夫婦の合意により成立する協議離婚や調停離婚の場合、夫婦が互いに了承すれば、離婚に至る理由を問わず離婚できます。

これに対して、審判離婚や裁判離婚(離婚訴訟)の場合、裁判所の判断によって成否が決まります。審判離婚は、運用上、離婚調停で離婚の意思や離婚の条件がほぼ合致していながら、細かい内容に齟齬(そご)があるため成立に至らないケースで、裁判官の判断によりなされるものなので、モラハラを理由に離婚できるかは、離婚調停の進み方次第といえます。他方で、裁判離婚(離婚訴訟)では離婚するのが相当といえるモラハラ行為があることを、裁判所に認めてもらう必要があります。モラハラを理由に離婚するためには、モラハラが法定離婚事由のひとつである、「婚姻を継続し難い重大な事由」に当たると証明する必要があるからです。

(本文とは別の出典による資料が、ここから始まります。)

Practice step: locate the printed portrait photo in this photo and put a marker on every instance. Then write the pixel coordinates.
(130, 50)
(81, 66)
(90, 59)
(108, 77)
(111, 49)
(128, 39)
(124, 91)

実際にモラハラと認められる、あるいは認められないケースとはどのようなものなのか、解説します。

なお、モラハラ夫に苦しめられ、離婚をお考えの方は、下記の記事をご覧ください。

離婚が認められるケース

次のようなケースでは、配偶者のモラハラが「婚姻を継続し難い重大な事由」に該当するとして、離婚が認められる可能性があります。

  • 継続的にモラハラをされ続けていることを証明できる
  • モラハラが原因で精神疾患(うつ病等)にかかったことを証明できる
  • 常識を逸脱した束縛をされていることを証明できる
  • 生活費をもらえない

離婚が認められないケース

  • モラハラを証明するのに十分な証拠がない
  • モラハラの頻度が低い
  • モラハラの程度が軽い
  • 配偶者のモラハラ的言動に対して、自身もやり返している

モラハラになるのはどのような行為?

ここまでご覧になり、具体的にどのような行為がモラハラと評価されるのか、疑問に思われた方もいらっしゃるでしょう。そこで、モラハラと評価され得る行為をいくつか挙げてみました。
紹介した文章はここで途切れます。